Some of his angry political opponents, such as the ultimate left-wing leader Jean-Luc Melenchon, said triumphantly that “Jupiter fell from the sky”, alluding to the king of the gods. Macron, or Jupiter, certainly did not fall from the sky, but his charisma and message are threatened, mostly because there are too many people in France who are inclined to remain the situation in a status quo, as well as the great generosity of the state. Macron has been accused of restoring the monarchist culture in France and pointing in particular to his “triumphal” address to the European Parliament in Strasbourg. Macron was greeted with much pomp and unusual honors. He outlined his cautious vision of the future of the European Union, which was vilified by many lawmakers as unrealistic, and some suggested that he was a charlatan.

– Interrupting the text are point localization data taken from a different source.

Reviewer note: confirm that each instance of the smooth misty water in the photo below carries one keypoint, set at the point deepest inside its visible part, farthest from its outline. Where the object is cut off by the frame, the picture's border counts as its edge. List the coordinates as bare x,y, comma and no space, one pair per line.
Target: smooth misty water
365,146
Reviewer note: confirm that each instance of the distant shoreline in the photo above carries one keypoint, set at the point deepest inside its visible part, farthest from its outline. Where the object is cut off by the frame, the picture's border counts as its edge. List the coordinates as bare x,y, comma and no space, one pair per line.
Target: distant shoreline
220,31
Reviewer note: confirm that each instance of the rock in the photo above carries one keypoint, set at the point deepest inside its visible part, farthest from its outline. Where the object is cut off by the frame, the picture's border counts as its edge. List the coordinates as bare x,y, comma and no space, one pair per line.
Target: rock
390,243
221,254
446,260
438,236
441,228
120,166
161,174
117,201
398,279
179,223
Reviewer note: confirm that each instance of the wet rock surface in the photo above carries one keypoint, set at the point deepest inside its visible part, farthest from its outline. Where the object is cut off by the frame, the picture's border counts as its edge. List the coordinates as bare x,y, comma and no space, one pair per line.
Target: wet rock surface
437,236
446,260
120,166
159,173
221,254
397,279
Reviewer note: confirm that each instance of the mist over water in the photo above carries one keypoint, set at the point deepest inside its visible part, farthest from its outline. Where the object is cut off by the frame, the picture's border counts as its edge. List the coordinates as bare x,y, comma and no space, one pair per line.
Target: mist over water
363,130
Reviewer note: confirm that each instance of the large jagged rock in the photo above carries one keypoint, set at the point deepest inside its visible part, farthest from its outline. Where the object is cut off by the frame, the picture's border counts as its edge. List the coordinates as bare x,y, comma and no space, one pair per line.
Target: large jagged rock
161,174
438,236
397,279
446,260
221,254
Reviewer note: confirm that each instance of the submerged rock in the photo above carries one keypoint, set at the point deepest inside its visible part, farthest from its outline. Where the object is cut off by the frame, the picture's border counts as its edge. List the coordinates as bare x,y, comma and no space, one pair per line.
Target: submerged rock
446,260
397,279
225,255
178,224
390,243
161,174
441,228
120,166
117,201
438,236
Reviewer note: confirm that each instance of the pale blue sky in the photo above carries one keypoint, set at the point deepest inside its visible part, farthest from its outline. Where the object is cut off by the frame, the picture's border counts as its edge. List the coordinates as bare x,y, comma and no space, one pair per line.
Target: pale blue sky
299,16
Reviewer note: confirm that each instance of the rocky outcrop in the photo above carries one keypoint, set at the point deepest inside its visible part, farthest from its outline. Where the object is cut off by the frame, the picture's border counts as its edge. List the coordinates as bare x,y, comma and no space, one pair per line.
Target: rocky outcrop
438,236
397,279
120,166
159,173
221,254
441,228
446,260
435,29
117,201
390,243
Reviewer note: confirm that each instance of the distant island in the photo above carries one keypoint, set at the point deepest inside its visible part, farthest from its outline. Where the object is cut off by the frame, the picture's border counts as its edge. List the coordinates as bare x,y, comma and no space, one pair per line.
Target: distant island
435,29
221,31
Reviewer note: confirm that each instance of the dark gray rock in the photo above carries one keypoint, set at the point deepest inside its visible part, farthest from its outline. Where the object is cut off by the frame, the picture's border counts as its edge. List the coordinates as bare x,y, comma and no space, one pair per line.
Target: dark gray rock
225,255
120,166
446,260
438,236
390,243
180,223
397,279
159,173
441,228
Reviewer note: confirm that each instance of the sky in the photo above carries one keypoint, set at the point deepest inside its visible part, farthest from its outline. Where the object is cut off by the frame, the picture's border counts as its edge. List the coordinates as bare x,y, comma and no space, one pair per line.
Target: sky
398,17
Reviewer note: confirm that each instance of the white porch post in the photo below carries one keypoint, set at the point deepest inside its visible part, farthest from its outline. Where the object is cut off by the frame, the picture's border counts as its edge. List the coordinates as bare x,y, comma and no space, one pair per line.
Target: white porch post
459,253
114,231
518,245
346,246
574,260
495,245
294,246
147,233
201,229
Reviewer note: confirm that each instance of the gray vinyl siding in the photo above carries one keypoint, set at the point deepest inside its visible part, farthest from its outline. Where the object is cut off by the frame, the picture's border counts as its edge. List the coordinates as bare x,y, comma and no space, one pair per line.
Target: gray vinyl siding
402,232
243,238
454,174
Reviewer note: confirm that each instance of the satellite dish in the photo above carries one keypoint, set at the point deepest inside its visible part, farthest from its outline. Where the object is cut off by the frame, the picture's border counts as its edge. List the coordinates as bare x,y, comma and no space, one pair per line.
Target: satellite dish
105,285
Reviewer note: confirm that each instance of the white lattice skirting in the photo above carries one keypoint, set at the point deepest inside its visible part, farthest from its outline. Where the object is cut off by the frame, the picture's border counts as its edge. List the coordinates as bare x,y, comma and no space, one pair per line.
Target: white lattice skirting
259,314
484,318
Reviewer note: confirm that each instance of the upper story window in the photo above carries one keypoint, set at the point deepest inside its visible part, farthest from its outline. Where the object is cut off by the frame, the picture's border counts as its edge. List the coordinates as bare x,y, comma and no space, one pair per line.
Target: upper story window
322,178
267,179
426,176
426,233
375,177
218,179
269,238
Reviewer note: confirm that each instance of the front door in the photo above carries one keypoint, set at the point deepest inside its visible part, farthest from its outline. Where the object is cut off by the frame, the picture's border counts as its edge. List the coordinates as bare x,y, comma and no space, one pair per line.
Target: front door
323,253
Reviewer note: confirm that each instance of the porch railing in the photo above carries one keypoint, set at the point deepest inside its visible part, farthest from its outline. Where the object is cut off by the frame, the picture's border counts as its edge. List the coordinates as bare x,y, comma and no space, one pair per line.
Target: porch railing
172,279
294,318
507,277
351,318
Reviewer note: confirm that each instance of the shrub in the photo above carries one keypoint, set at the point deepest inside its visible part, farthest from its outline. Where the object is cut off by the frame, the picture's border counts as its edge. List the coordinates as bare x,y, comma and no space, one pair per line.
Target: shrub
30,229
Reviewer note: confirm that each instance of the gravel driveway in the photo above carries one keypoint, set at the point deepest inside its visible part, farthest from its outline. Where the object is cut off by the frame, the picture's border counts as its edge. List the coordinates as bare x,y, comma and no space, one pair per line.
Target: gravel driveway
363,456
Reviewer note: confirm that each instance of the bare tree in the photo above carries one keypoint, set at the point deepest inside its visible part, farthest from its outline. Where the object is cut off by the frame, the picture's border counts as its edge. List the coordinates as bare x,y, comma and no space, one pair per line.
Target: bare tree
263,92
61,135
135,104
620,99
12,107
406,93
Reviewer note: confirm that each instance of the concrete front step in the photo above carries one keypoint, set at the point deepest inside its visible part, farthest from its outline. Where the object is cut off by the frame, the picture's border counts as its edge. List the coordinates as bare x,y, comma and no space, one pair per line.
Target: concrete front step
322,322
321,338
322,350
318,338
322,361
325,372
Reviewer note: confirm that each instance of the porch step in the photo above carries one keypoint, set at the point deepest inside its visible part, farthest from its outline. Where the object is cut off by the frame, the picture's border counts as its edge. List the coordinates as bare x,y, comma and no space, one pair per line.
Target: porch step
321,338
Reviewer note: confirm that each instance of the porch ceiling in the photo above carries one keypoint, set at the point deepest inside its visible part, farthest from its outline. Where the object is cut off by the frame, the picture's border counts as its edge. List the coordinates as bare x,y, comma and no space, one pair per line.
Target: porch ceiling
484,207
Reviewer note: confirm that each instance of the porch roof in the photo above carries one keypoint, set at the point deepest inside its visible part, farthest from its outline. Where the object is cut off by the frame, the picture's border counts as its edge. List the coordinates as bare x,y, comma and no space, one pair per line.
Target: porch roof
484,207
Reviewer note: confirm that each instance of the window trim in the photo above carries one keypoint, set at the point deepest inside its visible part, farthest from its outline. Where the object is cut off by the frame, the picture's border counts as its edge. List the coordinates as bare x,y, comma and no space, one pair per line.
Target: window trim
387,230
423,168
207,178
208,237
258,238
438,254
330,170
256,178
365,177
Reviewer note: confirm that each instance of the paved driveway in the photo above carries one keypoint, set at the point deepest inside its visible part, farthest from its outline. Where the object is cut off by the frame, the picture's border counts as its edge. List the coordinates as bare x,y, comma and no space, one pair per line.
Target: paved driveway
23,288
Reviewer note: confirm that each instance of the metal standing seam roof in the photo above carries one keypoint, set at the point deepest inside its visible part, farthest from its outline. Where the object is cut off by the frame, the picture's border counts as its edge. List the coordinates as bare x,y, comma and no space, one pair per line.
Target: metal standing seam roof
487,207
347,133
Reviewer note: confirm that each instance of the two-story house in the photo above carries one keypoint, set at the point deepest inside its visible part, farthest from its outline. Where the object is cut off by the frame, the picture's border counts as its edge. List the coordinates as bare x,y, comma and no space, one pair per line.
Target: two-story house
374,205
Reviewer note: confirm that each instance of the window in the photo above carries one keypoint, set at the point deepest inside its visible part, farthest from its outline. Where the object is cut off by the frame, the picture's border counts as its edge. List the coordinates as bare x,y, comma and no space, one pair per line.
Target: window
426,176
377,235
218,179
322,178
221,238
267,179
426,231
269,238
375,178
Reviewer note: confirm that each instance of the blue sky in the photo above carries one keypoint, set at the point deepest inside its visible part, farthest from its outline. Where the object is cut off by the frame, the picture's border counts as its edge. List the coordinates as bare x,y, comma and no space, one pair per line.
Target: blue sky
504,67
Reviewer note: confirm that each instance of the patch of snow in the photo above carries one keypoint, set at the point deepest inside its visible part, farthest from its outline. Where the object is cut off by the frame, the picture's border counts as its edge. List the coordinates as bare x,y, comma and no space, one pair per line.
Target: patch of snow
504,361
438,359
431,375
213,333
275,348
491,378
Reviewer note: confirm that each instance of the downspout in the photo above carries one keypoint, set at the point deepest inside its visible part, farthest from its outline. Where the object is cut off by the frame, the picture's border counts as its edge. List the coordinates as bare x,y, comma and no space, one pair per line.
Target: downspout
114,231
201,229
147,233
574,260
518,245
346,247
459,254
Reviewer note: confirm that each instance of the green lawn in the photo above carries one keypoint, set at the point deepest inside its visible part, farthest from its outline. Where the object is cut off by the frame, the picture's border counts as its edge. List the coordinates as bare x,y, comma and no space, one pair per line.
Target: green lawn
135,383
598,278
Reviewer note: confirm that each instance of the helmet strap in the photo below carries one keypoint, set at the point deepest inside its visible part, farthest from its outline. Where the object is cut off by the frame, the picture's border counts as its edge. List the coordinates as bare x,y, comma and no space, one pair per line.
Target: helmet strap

At the same time, in the French bookstores, the memoirs of Macron’s predecessor, Francois Hollande, “Lessons of Power” appeared, in which he had no nice words about the president, who at one time was his protégé and minister of economy. Hollande indirectly announces that Macron had stabbed a knife in his back after publishing his presidential bid, although he had previously assured him that he had no such intentions. With domestic concerns in thought, Emanuel Macron traveled today to Washington to meet with the man with whom he is well-understood – Donald Trump. Trying to present himself as a new leader in Europe, Macron goes on a mission to persuade Trump not to give up the Iranian nuclear deal. On Thursday, Macron was in Berlin for a meeting with Angela Merkel to, among other things, prepare the European offer for additional obligations on the main treaty, because it largely depends on regional peace. Macron expects Trump to have an understanding of European desires, just as he took the advice of a limited missile strike against Syrian chemical weapons production centers. Macron and Trump will have the opportunity to discuss Syria, North Korea and Russia on two official evenings – one only for the two married couples on George Washington’s Virginia property, and the next on the official state dinner at the White House. Macron will also have a 30-minute speech in Congress. It has been a long time since a European leader has been welcomed with such honors in Washington. It is a result of Trump’s and Macron’s specific friendship, although support for the US president in France is only 14 percent. Macron seems to have set a task to “cultivate” Trump’s behavior and keep it in the circle of European allies, especially when creating a common defense policy.

These honors in America will only ease the domestic headaches for a moment, and then Macron will bring it back to the European field. Because of his ambitions to establish a bigger European budget and finance minister that will be in charge of all countries in the Eurozone, as well as the creation of a banking union, he does not have much understanding in Berlin. Macron has already withdrawn from his idea of ​​transnational candidates for the European elections in 2019, when he saw that parties in the largest countries do not want to give up their power and accept the realpolitik approach.

The key to his European leadership lies in the elections for the European Parliament next year. Large party groups are seeking the support of his newly formed party. Macron expects to see the success of his party in France, and then build alliances. Without his support, the European People’s Party will lose power in European institutions. Here lies his power to convince other European leaders, especially in the right-center bloc. “I do not belong to any political family that is presented to you,” he said in the European Parliament. “It’s my freedom.”